DThe second of the animal welfare programmes is called the RAUS. It stipulates the obligatory condition that animals must either be taken out to graze for a certain number of days or to be allowed to enter a yard or an outdoor area.7 From May to the end of October, the cows and cattle must spend at least 26 days and from November to the end of April at least 13 days per month on a pasture. If no access to grazing can be guaranteed, the RAUS regulations can still be met if the animals have access to an outside area throughout the year (this is often used with dairy cows).8 Unlike BTS, RAUS is fully suitable with the practice of tying cows to a specific place in the barn during some time of the year. This type of housing systems is mostly used for dairy cows and often gets combined with RAUS, as the cows spend most of the summer grazing and are fixed during winter period. According to the newspaper “Schweizer Bauer”, about 50 percent of the existing cowsheds in Switzerland still use the method of fixation.9 These types of stables have currently been criticised by the Federal Administration10 as well as by other agricultural associations, as the severe physical restriction of the animals can lead to postural damage, infections due to the animal not being able to clean themself, wounds from lack of movement and psychological disorders caused by the lack of social contact.11

Anbindestall The cows are fixed around the neck and on the tail. They can neither clean themselves nor interact properly with their comrades. The picture was taken in Kandersteg BE.

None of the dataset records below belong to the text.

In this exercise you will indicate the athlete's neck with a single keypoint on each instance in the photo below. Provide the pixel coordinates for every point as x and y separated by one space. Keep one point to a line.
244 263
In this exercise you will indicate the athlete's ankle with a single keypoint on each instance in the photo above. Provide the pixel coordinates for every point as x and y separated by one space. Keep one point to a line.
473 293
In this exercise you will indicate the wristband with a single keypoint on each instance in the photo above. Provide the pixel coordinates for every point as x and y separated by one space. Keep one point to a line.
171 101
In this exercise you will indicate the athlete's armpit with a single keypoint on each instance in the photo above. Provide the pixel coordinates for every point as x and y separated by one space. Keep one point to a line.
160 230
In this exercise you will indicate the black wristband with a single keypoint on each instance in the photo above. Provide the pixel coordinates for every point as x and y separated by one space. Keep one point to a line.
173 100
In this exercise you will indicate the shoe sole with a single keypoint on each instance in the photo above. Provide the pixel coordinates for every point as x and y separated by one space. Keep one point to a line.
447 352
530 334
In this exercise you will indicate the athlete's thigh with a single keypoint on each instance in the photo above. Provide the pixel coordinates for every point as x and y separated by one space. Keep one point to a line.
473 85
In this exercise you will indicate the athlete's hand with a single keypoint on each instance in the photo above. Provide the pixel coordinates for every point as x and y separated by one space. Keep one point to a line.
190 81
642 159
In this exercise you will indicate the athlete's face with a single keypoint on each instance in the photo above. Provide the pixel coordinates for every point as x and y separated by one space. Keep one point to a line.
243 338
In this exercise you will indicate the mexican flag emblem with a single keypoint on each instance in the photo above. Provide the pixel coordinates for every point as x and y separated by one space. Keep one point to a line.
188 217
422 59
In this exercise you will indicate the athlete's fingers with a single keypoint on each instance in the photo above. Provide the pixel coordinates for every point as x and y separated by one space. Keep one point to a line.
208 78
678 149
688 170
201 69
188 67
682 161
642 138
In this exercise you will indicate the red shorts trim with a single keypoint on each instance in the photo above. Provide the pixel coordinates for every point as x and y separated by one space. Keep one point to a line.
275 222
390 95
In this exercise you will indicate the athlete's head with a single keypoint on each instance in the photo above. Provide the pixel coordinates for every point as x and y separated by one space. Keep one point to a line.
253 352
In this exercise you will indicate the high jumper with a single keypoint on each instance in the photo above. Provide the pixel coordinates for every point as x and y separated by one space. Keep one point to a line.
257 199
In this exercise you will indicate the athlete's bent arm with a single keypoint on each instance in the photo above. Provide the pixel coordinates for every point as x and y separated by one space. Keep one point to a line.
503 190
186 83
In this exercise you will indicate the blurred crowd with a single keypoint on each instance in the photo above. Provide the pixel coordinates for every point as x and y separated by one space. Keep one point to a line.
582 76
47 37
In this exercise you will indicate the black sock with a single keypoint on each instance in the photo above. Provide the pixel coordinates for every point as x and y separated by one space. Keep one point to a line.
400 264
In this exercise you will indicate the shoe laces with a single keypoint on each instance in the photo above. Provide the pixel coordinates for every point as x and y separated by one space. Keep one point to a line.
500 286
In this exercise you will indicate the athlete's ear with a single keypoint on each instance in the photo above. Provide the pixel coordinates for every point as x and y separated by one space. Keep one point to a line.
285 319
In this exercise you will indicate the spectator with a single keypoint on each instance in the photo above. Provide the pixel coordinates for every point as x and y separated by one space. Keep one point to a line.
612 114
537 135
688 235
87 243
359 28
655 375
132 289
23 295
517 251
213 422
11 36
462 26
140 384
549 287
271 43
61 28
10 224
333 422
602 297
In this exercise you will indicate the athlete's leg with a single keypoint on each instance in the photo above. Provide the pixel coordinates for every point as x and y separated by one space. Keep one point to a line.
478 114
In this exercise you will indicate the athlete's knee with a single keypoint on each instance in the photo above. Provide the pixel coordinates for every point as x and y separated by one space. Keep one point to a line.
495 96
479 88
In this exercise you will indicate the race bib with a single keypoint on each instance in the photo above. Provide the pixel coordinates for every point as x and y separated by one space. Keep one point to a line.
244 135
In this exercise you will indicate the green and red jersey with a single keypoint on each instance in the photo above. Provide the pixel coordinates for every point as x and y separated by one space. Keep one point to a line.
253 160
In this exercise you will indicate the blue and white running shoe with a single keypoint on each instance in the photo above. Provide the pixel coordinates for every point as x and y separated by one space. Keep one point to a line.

Anbindestall-2 The cows have trouble resting at the same time. Due to their fixation, they are forced to sleep in their own excrements. The picture was taken in Bern.

Being allowed to go outside does not mean the same for all species

RAUS cannot be equated with obligatory grazing time. According to the Ethoprogrammverordnung the RAUS-requirements are fulfilled if the animals are allowed to stay on pasture or in an outdoor climate area. Grazing is usually applied to some dairy cows or cattle – while pigs and chickens are almost always held in outdoor yards. These outside areas are less generous. For cocks and hens an outdoor climate area must cover 43 m² per 1000 animals.12 Pigs weighing 110kg must be allowed to exercise for several hours a day13 n an area of 0.65m² per pig.14 For comparison:

Pig 110kgConventional FarmingRAUS
Total area:0.9m²1.55m²
Sleeping area:0.6m²0.6m²
Outdoor area:none0.65m²

RAUS Innenbereich Inside a RAUS-certified piggery. Almost without exception, pigs are kept in confining conditions, where they have no possibility to entertain themselves or to move freely. Since this piggery is only RAUS-certified, the pigs do neither get straw nor a soft base to sleep on.

RAUS Aussenbereich The outdoor area of a piggery. Although the pigs can go outside, they still have little space and no entertainment opportunities. Like most animals, pigs are clever animals that have a strong urge to discover and to be active. They are completely denied the opportunity to live out these natural instincts.

RAUS in a nuthsell:

+Obligation to offer the animals access to an outdoor area
-Compatible with the fixation of cows
-Different implementation of RAUS for different types of animals
-No limitation of the number of animals held in a farm
-no raise in the slaughter age
-no enhanced regulations on genetic manipulation and race-related diseases

It may be that Switzerland performs better than the EU in terms of minimum animal welfare conditions as well as in terms of the general participation in voluntary animal welfare programmes such as BTS and RAUS. However, it is not automatically guaranteed that the minimum requirements or even advanced animal welfare requirements are animal-friendly. An animal welfare law can be totally miserable for the animal, although it is the most progressive in the world. In addition, misinformation regarding BTS and RAUS and extensive marketing efforts by meat and dairy unions also lead to consumers being mistaken about the current conditions on BTS and RAUS farms, which in turn reproduces the distorted self-portrait of Switzerland as an “animal-friendly” place.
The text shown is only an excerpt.